The Angkor regoin bordering the Great Lake with its valuable supply of water, fish, and fertile soil, has been settled since neolithic time, as is known from stone tools and ceremics found there, and from the identification of circular habitation sites from aerial photographs. For the whole Khmer country, there is more descriptive evidences from the account of Chinese, who began to trade and explore the commercial opportunities of mainland Southeast Asia in the early centuries of the Christian Era. The picture is one of small town-states, moated, fortified and frequently in conflict with each other. The Chinese called the principle country with which they traded Funan; it had a strategic importance in controlling the sea routes around the Mekong delta and the gulf of Thailand.

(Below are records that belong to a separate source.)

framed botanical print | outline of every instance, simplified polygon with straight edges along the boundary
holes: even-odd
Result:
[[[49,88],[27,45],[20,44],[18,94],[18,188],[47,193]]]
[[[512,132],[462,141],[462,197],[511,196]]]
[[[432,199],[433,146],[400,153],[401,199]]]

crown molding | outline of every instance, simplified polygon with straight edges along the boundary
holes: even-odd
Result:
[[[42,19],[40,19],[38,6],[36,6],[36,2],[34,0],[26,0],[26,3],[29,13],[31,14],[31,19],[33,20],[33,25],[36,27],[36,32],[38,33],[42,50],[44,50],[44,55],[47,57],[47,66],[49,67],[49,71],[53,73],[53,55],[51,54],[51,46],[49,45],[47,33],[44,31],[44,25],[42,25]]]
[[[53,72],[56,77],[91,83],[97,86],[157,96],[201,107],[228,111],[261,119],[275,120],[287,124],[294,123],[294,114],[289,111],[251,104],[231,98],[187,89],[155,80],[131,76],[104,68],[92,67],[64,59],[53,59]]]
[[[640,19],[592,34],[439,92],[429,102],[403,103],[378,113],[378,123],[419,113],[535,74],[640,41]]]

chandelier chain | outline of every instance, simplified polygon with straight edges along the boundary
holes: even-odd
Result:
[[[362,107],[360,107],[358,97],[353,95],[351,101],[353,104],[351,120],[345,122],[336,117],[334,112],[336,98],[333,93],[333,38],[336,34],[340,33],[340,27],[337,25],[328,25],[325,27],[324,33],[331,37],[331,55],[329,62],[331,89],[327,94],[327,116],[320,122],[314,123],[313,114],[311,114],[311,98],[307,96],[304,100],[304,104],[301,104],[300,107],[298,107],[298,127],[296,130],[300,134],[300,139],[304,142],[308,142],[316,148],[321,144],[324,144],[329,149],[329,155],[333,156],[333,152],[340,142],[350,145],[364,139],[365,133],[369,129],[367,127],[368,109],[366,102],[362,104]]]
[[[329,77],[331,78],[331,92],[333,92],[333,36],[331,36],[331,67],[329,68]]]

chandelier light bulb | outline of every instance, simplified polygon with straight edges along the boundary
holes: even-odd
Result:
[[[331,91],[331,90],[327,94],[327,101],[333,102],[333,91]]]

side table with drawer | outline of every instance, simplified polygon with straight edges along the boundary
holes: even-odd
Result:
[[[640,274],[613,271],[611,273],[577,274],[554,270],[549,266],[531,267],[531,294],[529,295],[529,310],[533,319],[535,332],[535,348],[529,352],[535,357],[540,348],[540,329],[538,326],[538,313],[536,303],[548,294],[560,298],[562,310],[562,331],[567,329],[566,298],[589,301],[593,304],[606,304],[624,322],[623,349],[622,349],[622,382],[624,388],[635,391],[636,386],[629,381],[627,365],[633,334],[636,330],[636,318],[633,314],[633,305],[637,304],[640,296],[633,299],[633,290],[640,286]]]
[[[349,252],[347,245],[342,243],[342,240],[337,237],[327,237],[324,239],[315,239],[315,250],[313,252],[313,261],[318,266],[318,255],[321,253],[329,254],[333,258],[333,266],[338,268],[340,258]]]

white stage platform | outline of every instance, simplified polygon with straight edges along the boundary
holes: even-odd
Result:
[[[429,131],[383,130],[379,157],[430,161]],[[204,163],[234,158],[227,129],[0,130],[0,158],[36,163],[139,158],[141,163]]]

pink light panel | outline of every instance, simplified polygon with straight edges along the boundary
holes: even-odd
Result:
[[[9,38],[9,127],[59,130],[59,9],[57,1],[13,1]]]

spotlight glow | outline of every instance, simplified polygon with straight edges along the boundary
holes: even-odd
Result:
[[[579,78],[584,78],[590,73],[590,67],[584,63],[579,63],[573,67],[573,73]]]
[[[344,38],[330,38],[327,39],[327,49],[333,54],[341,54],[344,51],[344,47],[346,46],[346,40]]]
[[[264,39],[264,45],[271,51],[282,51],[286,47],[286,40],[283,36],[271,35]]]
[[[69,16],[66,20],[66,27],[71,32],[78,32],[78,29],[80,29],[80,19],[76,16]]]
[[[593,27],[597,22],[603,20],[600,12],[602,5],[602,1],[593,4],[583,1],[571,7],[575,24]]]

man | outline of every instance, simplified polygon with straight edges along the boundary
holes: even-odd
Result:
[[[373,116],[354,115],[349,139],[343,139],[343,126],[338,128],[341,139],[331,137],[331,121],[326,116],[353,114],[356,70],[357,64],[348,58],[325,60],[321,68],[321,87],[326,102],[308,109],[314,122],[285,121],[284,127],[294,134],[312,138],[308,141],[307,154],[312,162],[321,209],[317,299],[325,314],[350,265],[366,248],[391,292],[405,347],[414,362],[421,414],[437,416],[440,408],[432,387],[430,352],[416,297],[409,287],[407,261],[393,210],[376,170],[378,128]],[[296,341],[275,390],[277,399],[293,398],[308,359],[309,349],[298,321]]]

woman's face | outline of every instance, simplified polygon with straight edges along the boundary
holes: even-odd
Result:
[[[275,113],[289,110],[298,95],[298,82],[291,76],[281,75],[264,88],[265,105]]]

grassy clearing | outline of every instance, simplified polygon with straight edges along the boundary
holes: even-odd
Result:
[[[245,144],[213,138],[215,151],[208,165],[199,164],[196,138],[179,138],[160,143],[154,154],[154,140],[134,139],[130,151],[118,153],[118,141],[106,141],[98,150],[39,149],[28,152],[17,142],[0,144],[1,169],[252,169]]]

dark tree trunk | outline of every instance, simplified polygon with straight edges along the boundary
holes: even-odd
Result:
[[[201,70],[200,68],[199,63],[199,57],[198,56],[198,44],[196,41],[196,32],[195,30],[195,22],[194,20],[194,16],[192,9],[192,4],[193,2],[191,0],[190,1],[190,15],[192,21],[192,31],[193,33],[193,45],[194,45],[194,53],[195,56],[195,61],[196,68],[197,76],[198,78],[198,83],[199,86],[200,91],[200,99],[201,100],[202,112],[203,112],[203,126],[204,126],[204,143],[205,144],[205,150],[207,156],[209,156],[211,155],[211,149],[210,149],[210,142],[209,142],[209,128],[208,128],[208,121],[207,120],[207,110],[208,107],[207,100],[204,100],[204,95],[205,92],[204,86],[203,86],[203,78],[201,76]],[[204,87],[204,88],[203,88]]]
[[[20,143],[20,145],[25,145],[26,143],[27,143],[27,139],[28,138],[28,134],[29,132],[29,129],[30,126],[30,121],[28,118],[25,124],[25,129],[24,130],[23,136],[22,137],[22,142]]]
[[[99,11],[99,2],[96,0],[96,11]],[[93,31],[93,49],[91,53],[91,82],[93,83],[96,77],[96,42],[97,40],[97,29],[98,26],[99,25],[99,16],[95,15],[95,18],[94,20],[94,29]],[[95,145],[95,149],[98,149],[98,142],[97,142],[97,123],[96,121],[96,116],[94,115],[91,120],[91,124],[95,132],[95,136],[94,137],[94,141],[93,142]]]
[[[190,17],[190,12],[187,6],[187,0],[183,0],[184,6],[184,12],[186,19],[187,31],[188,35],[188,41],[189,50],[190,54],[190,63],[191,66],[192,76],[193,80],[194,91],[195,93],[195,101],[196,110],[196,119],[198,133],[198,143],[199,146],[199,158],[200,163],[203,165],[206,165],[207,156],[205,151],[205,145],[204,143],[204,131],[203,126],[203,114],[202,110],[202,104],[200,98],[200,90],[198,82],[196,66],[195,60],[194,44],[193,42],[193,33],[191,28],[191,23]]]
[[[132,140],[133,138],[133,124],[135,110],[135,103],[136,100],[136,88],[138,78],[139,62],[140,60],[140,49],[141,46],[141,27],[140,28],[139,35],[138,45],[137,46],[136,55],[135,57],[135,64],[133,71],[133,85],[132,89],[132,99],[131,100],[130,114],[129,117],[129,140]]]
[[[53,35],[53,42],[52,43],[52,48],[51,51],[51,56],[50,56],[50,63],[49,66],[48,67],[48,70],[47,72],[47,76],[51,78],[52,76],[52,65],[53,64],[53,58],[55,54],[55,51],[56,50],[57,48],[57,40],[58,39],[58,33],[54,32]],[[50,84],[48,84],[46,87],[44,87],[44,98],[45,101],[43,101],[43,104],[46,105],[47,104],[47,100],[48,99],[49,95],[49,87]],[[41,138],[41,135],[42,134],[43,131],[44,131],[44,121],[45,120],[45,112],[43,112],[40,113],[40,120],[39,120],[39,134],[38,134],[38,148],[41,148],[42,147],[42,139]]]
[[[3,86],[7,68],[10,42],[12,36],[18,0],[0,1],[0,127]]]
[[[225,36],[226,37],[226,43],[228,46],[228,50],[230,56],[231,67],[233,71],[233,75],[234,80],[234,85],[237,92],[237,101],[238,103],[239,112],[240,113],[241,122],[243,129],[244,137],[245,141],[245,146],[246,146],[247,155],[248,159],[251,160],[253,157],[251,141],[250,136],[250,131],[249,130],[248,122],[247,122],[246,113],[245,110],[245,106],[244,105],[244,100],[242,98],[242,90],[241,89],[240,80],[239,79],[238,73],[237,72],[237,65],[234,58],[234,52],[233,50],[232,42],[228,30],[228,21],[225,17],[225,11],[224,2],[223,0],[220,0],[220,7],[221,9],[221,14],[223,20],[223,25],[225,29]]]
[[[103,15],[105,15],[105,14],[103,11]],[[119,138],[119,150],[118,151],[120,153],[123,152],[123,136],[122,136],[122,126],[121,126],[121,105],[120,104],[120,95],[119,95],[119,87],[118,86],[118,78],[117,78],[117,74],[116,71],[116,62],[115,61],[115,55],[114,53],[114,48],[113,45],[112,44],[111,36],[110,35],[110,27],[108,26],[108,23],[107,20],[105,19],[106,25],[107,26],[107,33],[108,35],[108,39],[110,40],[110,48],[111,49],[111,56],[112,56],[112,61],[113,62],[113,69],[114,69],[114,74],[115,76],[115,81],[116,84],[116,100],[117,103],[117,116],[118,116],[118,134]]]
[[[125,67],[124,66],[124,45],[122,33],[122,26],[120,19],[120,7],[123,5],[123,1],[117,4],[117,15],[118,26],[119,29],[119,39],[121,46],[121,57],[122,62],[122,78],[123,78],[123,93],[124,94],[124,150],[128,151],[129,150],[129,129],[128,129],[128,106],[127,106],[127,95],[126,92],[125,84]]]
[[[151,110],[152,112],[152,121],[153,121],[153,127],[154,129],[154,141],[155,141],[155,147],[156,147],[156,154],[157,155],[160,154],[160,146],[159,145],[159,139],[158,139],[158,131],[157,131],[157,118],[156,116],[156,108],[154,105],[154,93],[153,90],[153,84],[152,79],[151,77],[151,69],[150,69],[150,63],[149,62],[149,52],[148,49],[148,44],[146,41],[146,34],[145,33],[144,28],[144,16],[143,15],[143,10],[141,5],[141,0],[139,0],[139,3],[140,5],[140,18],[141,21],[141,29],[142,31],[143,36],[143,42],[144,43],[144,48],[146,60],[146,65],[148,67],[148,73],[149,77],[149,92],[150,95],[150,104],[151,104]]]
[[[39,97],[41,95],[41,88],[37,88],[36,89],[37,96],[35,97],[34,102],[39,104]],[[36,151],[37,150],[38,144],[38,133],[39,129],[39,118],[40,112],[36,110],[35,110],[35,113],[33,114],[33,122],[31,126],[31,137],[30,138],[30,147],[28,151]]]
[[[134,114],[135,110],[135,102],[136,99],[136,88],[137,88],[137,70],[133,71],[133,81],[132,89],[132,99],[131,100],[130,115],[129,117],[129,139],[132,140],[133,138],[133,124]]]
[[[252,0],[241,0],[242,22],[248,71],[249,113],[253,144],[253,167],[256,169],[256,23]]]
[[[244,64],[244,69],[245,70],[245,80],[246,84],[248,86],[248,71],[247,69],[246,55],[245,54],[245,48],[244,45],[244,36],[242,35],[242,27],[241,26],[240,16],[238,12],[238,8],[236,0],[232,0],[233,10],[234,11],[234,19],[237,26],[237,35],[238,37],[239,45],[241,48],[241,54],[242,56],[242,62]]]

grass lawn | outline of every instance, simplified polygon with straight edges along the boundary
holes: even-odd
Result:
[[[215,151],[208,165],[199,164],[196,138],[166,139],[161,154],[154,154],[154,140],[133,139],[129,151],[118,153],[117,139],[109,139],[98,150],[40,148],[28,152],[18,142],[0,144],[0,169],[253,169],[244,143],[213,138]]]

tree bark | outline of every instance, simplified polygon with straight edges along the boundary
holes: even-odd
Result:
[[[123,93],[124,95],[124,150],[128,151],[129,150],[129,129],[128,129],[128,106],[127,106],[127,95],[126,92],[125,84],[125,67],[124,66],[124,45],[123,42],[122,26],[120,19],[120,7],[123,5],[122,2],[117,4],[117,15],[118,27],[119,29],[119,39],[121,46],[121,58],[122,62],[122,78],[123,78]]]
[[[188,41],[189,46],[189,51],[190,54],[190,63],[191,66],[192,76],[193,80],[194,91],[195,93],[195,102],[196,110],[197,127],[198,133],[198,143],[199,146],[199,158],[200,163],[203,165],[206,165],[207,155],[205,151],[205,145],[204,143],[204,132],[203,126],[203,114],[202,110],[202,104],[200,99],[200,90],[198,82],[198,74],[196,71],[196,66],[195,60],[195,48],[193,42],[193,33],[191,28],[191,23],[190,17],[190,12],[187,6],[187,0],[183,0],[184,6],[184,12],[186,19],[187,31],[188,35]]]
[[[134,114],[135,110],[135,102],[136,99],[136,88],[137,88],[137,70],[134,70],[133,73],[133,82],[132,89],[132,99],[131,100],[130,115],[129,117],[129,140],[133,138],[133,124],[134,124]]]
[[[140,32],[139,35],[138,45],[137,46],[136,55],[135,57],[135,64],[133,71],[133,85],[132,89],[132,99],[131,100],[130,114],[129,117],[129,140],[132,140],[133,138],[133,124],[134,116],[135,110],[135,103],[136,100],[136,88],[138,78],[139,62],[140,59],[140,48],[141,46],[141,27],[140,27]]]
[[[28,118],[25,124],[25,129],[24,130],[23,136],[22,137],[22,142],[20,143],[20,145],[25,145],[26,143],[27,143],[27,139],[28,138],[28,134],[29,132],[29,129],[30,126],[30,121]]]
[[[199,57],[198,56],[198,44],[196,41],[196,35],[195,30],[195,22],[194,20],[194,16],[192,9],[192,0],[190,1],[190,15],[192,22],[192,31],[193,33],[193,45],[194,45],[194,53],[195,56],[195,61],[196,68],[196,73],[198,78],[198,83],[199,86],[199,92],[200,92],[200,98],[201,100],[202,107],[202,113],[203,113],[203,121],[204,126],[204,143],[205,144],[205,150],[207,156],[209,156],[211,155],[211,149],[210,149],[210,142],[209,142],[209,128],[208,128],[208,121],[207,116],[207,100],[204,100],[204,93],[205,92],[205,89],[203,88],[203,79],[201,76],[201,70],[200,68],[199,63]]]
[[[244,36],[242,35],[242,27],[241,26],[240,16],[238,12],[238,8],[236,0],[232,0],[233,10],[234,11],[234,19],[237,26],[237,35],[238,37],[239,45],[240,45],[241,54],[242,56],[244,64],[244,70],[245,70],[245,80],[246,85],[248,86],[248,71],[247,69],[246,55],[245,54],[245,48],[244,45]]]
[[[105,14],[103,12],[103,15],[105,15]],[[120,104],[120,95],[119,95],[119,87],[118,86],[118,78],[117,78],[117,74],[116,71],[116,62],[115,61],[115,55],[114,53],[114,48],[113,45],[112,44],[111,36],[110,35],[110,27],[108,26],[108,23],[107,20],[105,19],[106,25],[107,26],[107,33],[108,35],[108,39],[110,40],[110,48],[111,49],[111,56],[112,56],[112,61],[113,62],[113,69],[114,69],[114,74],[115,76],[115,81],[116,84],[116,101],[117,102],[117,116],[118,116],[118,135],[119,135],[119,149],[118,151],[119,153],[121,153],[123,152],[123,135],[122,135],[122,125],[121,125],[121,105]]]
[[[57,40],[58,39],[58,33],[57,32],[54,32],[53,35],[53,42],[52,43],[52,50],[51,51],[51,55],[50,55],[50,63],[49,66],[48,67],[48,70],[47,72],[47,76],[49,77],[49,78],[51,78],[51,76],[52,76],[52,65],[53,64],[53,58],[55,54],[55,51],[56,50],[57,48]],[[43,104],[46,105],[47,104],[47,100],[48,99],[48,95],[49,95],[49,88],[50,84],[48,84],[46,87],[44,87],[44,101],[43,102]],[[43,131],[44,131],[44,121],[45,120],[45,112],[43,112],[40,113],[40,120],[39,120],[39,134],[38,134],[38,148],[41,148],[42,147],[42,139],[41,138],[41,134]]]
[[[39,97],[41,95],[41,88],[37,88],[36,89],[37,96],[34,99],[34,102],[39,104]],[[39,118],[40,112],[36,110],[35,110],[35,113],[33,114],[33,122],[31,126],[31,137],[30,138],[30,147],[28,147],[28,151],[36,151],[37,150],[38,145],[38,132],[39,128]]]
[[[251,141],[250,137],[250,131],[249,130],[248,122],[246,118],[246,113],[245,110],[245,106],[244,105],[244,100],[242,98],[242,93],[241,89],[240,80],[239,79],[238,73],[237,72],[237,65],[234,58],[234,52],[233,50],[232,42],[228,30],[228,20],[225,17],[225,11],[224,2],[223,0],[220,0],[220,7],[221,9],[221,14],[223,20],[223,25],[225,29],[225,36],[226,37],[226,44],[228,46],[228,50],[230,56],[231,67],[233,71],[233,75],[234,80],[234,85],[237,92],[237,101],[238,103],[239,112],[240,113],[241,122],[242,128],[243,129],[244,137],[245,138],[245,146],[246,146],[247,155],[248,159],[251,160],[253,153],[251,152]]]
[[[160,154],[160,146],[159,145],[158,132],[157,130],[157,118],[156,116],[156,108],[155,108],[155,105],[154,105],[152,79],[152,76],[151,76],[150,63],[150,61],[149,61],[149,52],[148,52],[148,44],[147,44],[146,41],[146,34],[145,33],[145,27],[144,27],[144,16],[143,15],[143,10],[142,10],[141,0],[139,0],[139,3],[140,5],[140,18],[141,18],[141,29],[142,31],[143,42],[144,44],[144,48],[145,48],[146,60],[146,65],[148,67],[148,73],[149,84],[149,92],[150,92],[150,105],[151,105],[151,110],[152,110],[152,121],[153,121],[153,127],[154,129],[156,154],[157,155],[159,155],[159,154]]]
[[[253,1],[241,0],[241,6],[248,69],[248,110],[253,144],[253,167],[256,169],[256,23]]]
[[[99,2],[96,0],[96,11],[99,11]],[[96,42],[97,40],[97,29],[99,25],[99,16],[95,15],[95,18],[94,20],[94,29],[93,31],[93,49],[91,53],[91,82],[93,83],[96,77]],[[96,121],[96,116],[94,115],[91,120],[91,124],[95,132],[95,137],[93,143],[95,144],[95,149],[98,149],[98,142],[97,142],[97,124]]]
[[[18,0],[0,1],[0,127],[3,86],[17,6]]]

In particular it controlled the narrow Isthmus of Kra - the neck of the Malay Peninsula - which connected eastern Asia with India. Indeed, it was trade with India that gave the Khmer their primary cultural contacts, and introduced them to Buddhism and Hinduism. Khmer religous beliefs, iconography, art and architecture all stemmed directly from India, and this had a profound influence on the development of its civilisation.
The 6th century sees the first historical evidence from local inscriptions. At around this time, the Chinese accounts begin to write of a kingdom called "Chenla" in the interior, but this is a Chinese rather than a Khmer name. In the second half of the century there is a record of a city called Bhavapura, with its king, Bhavavarman I extending his rule from near the present-day site of Kompong Thom to at least as far as Battambong in the west. He was succeeded by his brother, who ruled as Mahendravarman, who in turn was succeeded by his son, Isanavarman I. These three kings progressively conquered of the Khmer part of Funan, while the western part was taken by other people, in particular the Mons of the kingdom of Dvaravati to the W of Bangkok. Isanvavarman I was responsible for the temple at Sombor Prei Kuk, establishing the first of the Pre-Angkorean styles of architecture. Under Isanavarman's son, Bhavavarman II, who took the throne in 628, the empire disintegrated back into small states, and it took until 654 for Jayavarman I, a grandson of Isanavarman I, from of these princedoms, to reconquer much of the territory. There is evidence that he ruled from Aninditapura, close to Angkor. On his death, the empire again collapsed, and his successors, including his daughter Jayadevi, the only ancient Khmer queen, controlled only the small kingdom of Aninditapura. The country remained this way until the end of the eighth century, when Jayavarman II became king in 790.
Jayavarman II's conquest, first of Vyaadhapura (SE of Cambodia), then Sambhupura (Present-day Sambor), then N as far as Wat Phu, and finally of Aninditapura, established his power. He settled first at Hariharalaya, an ancient capital in the region of what is now Rolous, but then trying to go further NW, experienced an unknown setback which resulted in him relocated to the Kulen Plateau, some 30 km NE of Angkor. Here he pronounced himself "world emperor" in 802, but it was many years before he was strong enough to move his capital back to Hariharalaya on the shores of the Great Lake, where he died in 835.